Inflammation and Cerebral Oxygenation in Preterm Newborns Following Fetal Red Blood Cell Transfusion Compared to Adult Red Blood Cell Transfusion

NCT ID: NCT06851390

Last Updated: 2025-03-05

Basic Information

• Recruitment Status: COMPLETED
• Total Enrollment: 75 participants
• Study Classification: OBSERVATIONAL
• Study Start Date: 2024-05-14
• Study Completion Date: 2024-10-31

Brief Summary

Among diseases associated with premature birth, retinopathy of prematurity (ROP) is one of the most important causes of childhood blindness. ROP develops in the immature retina as a consequence of prolonged exposure to hyperoxia. A body of evidence suggests a connection between ROP and the number of red blood cell (RBC) transfusions. Moreover, in newborns receiving repeated transfusions, fetal hemoglobin (HbF) progressively declines. Our NICU participate to the BORN (umBilical blOod to tRansfuse preterm Neonates) trial, a double-blind, multi-center, randomized controlled trial with the aim of evaluating if preterm newborns randomized to receive cord blood (CB)-transfusions have a lower incidence of ROP, compared to newborns transfused with adult RBC cells.

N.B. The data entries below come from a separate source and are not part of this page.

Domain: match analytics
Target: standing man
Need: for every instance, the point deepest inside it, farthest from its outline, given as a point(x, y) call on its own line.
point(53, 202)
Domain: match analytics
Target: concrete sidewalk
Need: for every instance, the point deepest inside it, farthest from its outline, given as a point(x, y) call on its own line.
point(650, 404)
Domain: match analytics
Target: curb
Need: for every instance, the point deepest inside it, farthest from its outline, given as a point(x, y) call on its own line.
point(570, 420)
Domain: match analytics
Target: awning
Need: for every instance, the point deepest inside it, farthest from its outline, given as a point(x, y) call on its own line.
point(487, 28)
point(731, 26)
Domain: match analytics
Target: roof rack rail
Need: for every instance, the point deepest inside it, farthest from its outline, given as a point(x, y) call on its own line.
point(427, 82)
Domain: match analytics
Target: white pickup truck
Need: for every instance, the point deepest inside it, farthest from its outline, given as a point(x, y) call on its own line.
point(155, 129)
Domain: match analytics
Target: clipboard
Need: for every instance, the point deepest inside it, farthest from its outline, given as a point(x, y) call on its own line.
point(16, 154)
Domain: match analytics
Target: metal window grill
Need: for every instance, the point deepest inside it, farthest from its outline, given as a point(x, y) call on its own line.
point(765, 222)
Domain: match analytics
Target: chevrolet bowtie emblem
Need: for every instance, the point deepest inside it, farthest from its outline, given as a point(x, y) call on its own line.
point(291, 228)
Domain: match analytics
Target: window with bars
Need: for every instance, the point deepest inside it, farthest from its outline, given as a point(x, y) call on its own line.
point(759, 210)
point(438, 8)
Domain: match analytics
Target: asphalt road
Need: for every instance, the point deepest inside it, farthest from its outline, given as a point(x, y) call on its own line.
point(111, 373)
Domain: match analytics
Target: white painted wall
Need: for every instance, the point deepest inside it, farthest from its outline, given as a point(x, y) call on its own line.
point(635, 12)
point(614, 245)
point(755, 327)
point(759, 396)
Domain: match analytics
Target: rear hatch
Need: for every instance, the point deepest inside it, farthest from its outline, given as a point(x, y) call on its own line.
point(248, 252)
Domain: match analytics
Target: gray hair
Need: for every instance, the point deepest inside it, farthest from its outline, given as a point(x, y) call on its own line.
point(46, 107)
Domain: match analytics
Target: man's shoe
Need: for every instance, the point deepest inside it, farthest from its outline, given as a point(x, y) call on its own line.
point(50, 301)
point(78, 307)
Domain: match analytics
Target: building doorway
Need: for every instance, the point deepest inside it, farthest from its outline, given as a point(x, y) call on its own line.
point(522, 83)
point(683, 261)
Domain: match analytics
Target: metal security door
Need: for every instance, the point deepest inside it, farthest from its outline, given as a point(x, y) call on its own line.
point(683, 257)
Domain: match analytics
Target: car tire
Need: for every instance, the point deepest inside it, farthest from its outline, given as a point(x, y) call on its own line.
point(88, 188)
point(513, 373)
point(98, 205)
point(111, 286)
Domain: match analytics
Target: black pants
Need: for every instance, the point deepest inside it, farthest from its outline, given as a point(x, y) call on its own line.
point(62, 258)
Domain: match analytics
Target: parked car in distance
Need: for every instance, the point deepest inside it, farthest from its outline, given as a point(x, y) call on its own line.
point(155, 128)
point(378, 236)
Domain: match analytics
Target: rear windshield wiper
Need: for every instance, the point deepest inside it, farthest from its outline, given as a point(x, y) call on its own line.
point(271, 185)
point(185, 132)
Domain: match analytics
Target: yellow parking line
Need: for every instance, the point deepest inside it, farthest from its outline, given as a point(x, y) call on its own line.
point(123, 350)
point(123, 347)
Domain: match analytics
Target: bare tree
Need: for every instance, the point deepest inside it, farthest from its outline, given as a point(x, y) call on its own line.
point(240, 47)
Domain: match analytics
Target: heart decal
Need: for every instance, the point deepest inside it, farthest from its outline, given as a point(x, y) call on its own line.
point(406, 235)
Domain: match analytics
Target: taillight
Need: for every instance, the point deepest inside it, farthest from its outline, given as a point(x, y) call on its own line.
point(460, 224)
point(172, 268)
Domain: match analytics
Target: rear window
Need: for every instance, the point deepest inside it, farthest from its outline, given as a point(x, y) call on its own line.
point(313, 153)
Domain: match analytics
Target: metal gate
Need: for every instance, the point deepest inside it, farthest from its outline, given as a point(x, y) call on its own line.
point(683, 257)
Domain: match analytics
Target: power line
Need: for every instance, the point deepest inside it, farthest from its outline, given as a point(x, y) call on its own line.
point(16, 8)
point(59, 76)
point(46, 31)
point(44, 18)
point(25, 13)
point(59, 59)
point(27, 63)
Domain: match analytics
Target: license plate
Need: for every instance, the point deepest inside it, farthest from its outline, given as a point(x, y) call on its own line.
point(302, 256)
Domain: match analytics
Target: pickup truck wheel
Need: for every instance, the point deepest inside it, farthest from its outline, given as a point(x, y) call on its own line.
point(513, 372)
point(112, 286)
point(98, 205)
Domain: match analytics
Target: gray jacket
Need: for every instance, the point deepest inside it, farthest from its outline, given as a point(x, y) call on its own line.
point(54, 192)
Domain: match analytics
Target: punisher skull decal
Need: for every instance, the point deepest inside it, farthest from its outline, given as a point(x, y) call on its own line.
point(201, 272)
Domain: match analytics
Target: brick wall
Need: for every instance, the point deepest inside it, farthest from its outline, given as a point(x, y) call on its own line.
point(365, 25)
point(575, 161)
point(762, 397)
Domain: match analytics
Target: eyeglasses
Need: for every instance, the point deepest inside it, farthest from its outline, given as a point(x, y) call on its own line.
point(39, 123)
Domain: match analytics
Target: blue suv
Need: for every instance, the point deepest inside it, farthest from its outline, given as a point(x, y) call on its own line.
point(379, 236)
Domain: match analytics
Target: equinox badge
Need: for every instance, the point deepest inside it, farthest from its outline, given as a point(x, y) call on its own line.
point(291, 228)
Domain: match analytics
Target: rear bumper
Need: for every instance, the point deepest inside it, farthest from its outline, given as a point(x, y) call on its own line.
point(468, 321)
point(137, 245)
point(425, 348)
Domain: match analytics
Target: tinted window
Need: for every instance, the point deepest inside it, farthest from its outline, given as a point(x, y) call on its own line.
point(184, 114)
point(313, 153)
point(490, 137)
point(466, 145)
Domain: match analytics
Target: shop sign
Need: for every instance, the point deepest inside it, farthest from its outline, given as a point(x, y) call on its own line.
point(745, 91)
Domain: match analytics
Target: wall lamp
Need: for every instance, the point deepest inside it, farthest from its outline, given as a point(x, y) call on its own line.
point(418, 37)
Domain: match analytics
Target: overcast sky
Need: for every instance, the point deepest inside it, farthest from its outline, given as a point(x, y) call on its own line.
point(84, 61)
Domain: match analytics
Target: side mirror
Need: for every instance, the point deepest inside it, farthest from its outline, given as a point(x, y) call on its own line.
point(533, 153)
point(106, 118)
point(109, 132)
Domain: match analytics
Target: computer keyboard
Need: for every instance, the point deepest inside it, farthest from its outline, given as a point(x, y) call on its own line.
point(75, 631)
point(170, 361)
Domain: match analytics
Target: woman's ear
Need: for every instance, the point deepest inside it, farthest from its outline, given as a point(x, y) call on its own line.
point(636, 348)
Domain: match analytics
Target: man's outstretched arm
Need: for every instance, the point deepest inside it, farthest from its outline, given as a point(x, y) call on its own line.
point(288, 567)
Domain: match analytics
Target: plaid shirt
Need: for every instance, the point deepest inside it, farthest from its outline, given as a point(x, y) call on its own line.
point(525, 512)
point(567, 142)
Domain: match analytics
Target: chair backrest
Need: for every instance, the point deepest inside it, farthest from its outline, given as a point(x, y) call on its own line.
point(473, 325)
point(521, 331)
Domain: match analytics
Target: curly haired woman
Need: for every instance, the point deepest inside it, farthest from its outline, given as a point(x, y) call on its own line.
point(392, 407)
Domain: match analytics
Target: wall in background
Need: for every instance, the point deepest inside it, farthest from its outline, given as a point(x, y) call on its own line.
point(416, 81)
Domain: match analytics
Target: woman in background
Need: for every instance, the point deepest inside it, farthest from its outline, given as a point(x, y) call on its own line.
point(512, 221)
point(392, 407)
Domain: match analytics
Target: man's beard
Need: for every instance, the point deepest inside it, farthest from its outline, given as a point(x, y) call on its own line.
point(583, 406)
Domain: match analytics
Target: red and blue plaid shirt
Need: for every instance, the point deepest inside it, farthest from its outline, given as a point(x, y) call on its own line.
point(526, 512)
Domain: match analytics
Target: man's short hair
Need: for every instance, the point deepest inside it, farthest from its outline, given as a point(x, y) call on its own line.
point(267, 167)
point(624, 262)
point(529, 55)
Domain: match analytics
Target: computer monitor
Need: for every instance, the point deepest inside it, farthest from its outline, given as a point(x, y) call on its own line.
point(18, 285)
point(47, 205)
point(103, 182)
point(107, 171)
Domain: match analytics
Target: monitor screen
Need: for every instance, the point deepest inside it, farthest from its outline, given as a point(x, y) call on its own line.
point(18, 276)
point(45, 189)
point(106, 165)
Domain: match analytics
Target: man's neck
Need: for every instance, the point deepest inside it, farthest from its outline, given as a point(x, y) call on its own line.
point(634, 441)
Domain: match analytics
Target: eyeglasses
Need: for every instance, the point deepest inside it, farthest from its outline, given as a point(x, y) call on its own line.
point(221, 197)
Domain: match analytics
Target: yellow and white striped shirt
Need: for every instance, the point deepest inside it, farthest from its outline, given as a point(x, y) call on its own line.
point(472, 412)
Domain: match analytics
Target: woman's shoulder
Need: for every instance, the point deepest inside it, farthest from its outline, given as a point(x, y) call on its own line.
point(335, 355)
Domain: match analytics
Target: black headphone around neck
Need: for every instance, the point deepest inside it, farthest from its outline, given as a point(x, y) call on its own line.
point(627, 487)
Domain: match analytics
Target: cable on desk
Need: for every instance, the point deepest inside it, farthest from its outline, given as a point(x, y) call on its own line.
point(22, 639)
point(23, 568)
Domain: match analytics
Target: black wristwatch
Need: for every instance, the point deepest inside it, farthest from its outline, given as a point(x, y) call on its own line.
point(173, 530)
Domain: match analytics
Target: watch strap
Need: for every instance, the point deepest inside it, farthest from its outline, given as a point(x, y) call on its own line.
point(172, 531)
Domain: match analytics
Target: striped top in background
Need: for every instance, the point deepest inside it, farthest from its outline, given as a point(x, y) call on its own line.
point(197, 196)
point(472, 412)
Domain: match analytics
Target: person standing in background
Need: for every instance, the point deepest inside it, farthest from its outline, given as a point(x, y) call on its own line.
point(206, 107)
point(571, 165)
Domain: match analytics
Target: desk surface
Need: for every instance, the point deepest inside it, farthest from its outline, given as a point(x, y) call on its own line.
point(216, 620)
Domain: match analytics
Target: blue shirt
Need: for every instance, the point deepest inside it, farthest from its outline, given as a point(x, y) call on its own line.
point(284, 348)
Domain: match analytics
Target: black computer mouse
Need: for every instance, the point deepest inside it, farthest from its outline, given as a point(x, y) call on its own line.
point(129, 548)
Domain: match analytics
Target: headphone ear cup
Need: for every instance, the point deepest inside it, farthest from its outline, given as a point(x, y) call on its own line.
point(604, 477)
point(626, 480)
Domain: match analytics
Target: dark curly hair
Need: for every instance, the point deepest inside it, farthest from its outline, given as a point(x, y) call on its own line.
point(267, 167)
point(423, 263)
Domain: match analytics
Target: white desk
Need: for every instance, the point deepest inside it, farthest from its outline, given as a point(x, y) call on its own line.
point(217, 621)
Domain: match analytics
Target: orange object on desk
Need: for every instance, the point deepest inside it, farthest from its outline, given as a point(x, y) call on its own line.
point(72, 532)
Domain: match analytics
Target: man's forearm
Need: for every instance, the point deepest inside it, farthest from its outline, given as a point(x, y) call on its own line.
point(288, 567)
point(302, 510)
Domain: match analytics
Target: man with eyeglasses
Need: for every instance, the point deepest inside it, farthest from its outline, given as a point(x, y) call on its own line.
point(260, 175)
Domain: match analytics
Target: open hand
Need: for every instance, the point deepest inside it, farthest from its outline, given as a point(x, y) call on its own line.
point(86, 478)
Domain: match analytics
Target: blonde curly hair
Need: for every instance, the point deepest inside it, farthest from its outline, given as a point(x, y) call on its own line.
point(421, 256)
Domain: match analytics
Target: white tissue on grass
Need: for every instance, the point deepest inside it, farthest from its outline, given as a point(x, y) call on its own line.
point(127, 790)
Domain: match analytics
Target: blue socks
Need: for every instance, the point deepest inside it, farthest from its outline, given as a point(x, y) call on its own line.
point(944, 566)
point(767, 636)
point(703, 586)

In the context of BORN trial, with this ancillary INCONTRA study, the investigators aim to explore the inflammatory burden, potentially impacting on development of the preterm newborn comorbidities, following CB-RBC transfusions, compared to adult RBC transfusions. to estimate the change in pro-inflammatory cytokine (IL-1β, IL-8, TNF-α) and MCP-1, MIF, s-ICAM levels levels circulating in preterm newborns before and after transfusion, Moreover, we want to monitor cerebral oxygenation and oxygenation delivery to the brain during and after the transfusion of the two different RBC products. Moreover, the investigators aim to monitor cerebral oxygenation and oxygenation delivery to the brain during and after the transfusion of the two different RBC products.

Conditions

Preterm Newborns

Study Design

• Observational Model Type: CASE_CONTROL
• Study Time Perspective: PROSPECTIVE

Study Groups

preterm newborns undergoing cord/placental RBC transfusion

No interventions assigned to this group

preterm newborns undergoing adult RBC transfusion

No interventions assigned to this group

Eligibility Criteria

Inclusion Criteria

• gestational age (GA) at birth < 28 weeks
• signed informed consent of parents.

Exclusion Criteria

• maternal-fetal immunization, hydrops fetalis
• major congenital malformations associated or not with genetic syndromes
• previous transfusions
• hemorrhage at birth requiring transfusion (within 12 hours from birth)
• congenital viral infections
• outborn infants who received RBC transfusions before admission to the Neonatal Intensive Care Units participating to the study
• health care team deeming it inappropriate to approach the infant's family for informed consent
• Severe IgA deficiency
• Any life-threatening comorbidity or any other medical condition which, in the opinion of the investigator, makes the patient unsuitable for inclusion.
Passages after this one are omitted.